California Assembly Passes Bill to Rein in Outsized Costs in Dialysis, Drug Treatment Industries

California Assembly Passes Bill to Rein in Outsized Costs in Dialysis, Drug Treatment Industries

[May 22, 2019] SACRAMENTO, Calif. – The California State Assembly passed legislation by a bipartisan vote, 45-15, to contain costs in the dialysis and drug treatment industries that currently result in higher health care costs for all consumers.

“We need to stop third-party healthcare providers from profiteering by taking advantage of vulnerable and unsuspecting patients who need life-saving treatment,” said Assemblymember Jim Wood, the author of AB 290. “Their profit-inflating schemes do nothing to improve the care of kidney patients or those recovering from addiction. This legislation will hold these two industries accountable while safeguarding critical financial assistance to patients in need.”

AB 290 is supported by Health Access California, the California Labor Federation, SEIU California, California Association of Health Plans, and the Association of California Life and Health Insurance Companies and now goes to the Senate for consideration.

Some drug rehabilitation centers lure patients to California with the promise of free treatment. The centers pay for patients’ health insurance premiums, allowing the owners to submit inflated and sometimes unnecessary medical claims at much higher reimbursement rates than what Medicare and Medi-Cal provide.  This results in higher health care costs for everyone and in some cases, strands patients out-of-state once their treatment ends.

Large dialysis companies also use the promise of grants from a non-profit organization called the American Kidney Fund to entice dialysis patients to enroll in commercial health plans, rather than get their coverage from Medicare or Medicaid. The dialysis corporations benefit from such a move because they charge patients with private insurance as much as 350 percent more than those covered by Medicare or Medicaid.
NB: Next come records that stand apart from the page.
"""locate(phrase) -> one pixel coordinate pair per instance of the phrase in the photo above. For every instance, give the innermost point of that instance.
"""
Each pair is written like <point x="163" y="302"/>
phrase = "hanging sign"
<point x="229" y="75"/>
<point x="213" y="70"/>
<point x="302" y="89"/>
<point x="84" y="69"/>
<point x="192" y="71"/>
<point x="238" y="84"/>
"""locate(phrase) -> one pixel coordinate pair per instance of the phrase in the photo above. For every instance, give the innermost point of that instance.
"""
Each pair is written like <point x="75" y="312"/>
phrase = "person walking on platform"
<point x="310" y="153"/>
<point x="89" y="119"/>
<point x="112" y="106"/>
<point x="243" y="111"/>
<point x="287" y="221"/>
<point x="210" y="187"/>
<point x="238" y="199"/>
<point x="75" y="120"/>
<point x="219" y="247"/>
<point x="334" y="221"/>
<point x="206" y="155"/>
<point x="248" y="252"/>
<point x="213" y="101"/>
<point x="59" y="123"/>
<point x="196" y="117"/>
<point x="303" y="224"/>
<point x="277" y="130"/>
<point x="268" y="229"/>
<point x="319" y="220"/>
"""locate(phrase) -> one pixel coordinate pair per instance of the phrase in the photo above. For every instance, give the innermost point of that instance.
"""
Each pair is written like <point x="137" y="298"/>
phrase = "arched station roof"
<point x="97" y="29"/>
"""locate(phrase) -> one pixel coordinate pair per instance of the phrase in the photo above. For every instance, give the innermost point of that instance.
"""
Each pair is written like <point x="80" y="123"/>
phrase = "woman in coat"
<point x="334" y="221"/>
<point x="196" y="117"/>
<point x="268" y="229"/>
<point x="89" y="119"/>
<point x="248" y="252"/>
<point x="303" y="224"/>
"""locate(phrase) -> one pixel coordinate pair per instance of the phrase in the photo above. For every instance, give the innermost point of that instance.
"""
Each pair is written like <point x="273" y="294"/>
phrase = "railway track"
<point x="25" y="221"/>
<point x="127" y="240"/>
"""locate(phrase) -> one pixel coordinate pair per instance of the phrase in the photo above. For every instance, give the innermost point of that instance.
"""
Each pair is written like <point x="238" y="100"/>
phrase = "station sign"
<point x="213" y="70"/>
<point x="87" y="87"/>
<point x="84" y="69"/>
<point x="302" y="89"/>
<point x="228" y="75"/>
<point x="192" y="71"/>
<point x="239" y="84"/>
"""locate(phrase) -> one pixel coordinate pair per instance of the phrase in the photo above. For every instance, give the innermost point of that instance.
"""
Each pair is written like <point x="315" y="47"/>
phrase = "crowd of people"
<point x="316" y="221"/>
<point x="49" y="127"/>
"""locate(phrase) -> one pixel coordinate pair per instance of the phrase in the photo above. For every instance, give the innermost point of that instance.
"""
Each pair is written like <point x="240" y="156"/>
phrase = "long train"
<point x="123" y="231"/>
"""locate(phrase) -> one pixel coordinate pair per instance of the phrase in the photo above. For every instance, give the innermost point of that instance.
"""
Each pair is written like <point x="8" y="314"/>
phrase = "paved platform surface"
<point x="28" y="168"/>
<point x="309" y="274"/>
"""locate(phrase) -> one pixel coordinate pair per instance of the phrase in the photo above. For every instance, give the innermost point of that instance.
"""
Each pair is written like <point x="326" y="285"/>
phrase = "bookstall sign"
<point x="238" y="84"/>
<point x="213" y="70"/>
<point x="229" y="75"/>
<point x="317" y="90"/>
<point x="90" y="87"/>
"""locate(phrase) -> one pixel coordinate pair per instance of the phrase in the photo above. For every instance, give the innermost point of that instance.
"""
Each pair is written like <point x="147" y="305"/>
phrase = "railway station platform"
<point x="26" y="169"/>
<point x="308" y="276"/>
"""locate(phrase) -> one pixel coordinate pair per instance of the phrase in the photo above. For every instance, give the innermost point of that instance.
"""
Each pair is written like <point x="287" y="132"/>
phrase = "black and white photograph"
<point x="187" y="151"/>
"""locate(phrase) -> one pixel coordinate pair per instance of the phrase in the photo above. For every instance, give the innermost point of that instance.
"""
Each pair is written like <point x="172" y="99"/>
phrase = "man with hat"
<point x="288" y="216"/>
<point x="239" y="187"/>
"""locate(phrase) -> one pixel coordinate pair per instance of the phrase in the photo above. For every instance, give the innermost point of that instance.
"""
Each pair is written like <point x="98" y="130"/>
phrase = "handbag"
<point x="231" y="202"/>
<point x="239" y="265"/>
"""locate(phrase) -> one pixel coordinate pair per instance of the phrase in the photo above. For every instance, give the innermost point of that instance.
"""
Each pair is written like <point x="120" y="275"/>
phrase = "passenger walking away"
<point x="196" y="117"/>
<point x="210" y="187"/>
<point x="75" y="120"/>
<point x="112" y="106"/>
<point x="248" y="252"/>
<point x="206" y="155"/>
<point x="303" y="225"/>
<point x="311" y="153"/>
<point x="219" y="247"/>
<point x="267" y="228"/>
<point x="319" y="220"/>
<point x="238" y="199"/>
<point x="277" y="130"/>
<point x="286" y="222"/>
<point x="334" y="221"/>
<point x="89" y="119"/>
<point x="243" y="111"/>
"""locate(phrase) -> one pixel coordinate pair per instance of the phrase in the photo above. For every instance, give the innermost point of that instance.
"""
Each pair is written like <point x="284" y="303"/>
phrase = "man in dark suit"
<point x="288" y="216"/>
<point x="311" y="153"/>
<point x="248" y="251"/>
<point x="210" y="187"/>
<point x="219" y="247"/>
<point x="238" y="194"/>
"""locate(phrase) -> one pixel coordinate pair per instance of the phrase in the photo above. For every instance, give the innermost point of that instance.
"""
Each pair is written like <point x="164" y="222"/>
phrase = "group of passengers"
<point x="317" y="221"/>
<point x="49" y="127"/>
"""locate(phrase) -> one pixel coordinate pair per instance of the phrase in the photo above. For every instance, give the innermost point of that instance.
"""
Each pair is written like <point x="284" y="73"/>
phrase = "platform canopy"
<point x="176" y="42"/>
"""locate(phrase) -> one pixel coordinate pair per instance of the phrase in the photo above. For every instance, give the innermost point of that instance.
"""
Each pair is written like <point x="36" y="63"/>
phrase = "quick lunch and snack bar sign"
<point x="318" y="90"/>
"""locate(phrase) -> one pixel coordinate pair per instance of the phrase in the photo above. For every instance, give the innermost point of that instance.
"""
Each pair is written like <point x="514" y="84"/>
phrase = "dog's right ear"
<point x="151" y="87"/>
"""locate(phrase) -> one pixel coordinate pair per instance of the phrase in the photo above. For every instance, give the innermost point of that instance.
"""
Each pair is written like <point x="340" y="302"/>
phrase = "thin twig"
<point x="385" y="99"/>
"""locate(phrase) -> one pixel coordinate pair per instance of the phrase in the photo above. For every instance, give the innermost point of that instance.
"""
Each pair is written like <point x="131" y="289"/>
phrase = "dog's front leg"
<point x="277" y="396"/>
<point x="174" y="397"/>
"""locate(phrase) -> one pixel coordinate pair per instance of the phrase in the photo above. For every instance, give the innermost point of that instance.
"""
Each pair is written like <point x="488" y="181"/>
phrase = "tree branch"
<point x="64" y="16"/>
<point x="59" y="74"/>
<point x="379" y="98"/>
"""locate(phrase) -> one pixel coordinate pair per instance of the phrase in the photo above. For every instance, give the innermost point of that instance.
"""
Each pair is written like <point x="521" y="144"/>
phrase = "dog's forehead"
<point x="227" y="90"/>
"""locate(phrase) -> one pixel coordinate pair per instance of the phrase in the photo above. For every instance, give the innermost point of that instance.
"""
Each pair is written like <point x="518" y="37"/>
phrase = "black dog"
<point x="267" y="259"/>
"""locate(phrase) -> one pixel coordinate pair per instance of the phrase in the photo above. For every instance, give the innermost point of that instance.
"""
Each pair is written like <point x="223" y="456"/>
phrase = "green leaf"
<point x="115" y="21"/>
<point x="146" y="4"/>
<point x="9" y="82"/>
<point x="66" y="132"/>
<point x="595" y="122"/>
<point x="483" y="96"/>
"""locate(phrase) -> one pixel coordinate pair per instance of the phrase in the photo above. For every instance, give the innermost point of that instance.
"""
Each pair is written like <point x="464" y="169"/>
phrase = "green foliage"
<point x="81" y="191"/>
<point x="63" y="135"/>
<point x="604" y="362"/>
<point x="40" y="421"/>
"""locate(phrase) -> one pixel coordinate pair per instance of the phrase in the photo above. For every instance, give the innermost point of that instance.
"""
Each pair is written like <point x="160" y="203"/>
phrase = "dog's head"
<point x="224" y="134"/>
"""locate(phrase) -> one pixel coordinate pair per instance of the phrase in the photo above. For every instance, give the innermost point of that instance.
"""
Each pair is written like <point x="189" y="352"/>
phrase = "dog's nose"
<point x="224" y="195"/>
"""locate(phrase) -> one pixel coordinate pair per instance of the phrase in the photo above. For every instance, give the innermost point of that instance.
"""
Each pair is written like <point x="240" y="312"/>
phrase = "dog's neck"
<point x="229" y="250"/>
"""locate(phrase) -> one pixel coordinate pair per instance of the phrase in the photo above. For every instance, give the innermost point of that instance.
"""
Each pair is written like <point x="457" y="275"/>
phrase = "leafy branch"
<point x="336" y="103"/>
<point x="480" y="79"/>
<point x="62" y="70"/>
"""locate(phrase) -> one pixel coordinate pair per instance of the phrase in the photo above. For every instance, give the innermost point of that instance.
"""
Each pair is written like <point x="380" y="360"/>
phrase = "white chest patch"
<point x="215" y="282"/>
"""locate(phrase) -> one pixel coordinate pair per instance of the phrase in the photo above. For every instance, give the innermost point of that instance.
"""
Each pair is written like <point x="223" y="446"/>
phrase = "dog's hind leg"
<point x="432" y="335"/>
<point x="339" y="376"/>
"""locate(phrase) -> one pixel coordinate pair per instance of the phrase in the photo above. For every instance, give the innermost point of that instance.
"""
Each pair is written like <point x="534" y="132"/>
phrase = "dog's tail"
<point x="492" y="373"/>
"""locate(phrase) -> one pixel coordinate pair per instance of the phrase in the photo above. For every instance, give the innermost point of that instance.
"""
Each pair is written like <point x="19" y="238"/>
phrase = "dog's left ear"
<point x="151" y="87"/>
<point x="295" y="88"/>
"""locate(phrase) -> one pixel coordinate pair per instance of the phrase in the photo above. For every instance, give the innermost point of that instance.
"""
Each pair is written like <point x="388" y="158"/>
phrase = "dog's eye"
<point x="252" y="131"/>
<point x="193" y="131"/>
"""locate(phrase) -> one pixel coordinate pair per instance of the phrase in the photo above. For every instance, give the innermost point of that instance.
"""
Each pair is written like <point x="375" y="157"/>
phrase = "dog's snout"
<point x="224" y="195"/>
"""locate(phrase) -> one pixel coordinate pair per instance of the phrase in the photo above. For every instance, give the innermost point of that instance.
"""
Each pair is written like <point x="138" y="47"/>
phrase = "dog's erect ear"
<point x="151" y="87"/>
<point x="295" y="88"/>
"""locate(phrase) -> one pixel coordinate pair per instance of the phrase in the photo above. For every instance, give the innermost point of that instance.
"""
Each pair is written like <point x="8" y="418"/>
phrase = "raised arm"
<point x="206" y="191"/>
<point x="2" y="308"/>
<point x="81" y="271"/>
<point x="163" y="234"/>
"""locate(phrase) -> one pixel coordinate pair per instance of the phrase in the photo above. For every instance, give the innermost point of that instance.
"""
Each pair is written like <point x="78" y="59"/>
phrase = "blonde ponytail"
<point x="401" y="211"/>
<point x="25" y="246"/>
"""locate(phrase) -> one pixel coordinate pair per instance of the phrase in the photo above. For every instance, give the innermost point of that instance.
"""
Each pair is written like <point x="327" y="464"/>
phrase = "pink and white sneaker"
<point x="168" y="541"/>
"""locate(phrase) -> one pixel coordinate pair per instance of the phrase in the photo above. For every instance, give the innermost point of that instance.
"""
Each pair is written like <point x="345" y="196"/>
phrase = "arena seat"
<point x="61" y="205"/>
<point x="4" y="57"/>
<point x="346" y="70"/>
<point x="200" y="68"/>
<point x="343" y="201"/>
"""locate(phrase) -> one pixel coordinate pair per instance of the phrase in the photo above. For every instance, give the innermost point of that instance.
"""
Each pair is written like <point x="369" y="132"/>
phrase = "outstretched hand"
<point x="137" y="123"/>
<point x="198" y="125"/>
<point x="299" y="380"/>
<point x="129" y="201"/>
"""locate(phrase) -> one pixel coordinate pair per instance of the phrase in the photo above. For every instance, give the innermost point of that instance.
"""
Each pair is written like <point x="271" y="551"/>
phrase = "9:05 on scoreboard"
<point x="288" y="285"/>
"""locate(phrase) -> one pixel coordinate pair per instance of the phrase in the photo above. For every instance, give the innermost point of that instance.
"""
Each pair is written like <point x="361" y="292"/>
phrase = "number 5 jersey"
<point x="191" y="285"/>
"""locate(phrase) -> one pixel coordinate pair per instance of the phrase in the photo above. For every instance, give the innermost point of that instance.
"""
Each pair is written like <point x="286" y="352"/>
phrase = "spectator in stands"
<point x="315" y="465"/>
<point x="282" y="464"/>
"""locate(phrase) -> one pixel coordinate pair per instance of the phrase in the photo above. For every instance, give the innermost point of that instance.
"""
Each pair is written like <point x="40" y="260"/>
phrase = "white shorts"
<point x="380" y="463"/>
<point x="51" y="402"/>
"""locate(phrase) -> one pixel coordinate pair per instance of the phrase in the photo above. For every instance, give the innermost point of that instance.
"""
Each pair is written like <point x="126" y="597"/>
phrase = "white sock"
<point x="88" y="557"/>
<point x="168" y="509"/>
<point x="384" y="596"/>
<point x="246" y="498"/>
The profit-boosting scheme is highly lucrative. In California, for example, the American Kidney Fund paid the premiums of approximately 1,900 dialysis patients in 2017. Nationally, dialysis corporation DaVita reported the practice generated between $495 million and $540 million in profit in 2017 – which is far more than if those same patients were covered by Medicare or Medicaid.

Under the legislation, financially interested third parties, such as the American Kidney Fund and drug treatment facilities, may still offer premium assistance to patients, but the bill removes the financial incentive to steer patients into coverage motivated by the financial interest of the dialysis or drug treatment industries.